“Women March” Exhibit Opens At New-York Historical Society

The New-York Historical Society will open a new exhibit called “Women March,” which opens just in time for Women’s History Month celebrated in March. The exhibition commemorates the centennial of the 19th Amendment, which granted women the right to vote in 1920. “Women March” also aims to explore the effort women made to expand democracy before and after the suffrage victory.

Visitors can see “Women March” from February 28th to August 30th at the Joyce B. Cowin Women’s Gallery at the museum.
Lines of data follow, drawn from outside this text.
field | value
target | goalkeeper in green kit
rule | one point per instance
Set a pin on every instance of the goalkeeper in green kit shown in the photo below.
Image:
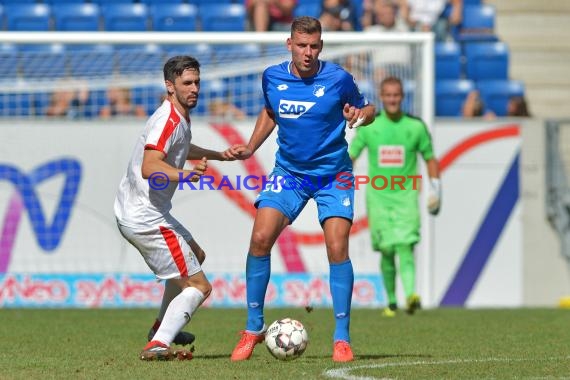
(394, 141)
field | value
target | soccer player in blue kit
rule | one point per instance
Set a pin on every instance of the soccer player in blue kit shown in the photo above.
(311, 101)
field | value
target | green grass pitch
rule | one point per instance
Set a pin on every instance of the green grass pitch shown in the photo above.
(433, 344)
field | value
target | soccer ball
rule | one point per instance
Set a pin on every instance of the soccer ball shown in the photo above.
(286, 339)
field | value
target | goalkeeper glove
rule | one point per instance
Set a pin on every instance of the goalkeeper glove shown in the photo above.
(434, 197)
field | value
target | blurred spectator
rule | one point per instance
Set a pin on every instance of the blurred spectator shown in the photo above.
(270, 15)
(68, 103)
(120, 104)
(338, 16)
(219, 108)
(381, 16)
(437, 16)
(517, 106)
(473, 106)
Guests can also experience a visceral engagement with the immersive exhibit, which features imagery and video footage of women’s collective action over time.

Women's March NY History

Bookkeepers and stenographers marching in New York City, 1911
New-York Historical Society Library

Amalgamated Clothing Workers Strike, 1915 Courtesy of the Jacob Rader Marcus Center of the American Jewish Archives/B’nai B’rith


womens march exhibit new-york historical society

“Forgotten women,” unemployed and single, in job demand parade, World-Telegram staff photo, 1933
Library of Congress, Prints and Photographs

Women activists with signs for registration, 1956
Collection of the Smithsonian National Museum of African American History and Culture, Frances Albrier Collection. © Cox Studio

Bettye Lane
Christopher Street, 1978
Schlesinger Library, Radcliffe Institute, Harvard University
Photo courtesy of Bettye Lane Estate

Take Back the Night, 1995
Barnard Archives and Special Collections

“Women March” is curated by Valerie Paley, the senior vice president, chief historian, and director of the Center for Women’s History, and the Center for Women’s History curational team.
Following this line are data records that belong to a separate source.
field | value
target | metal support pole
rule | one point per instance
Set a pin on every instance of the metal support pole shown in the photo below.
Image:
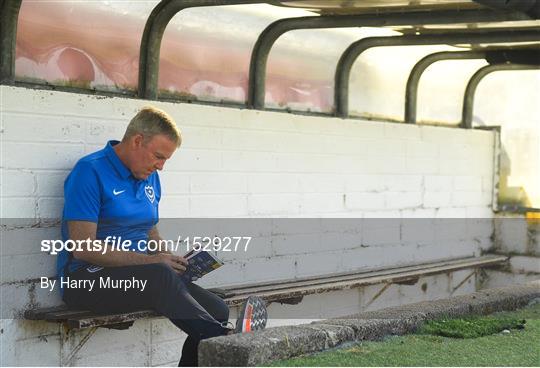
(9, 12)
(259, 56)
(411, 91)
(468, 100)
(153, 34)
(343, 69)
The New-York Historical Society continues to inspire female empowerment with “We Rise,” a film from the Center of Women’s History that plays every hour at the Robert H. Smith Auditorium. The seventeen-minute film is narrated by Meryl Streep and features the song “We Are Here,” written and composed by Alicia Keys. “We Rise” shows the 70-year fight for suffrage and highlights activists who fought for social issues from labor conditions to birth control to racism. Activists include Lillian Ward, Addie Hunton, Margaret Sanger, Clara Lemlich, and Clara Driscoll, to name a few.


Admissions for the New-York Historical Society is $22 for adults, $17 for seniors/educators/active military, $13 students, $6 for kids aged 5 to 13 years old, and free for kids aged four and below. Fridays are pay-as-you-wish from 6-8 PM.

The Upper West Side is no stranger to the Women’s March. Last January 18, the Women’s March started at 72 Central Park West at 11 AM before the crowd made its way through Columbus Circle and eventually to 43rd and 6th. The theme for the recent march was Rise and Roar, aimed to make marchers’ voices heard but also recognizing those who spoke out on economic rights and equal justice for women.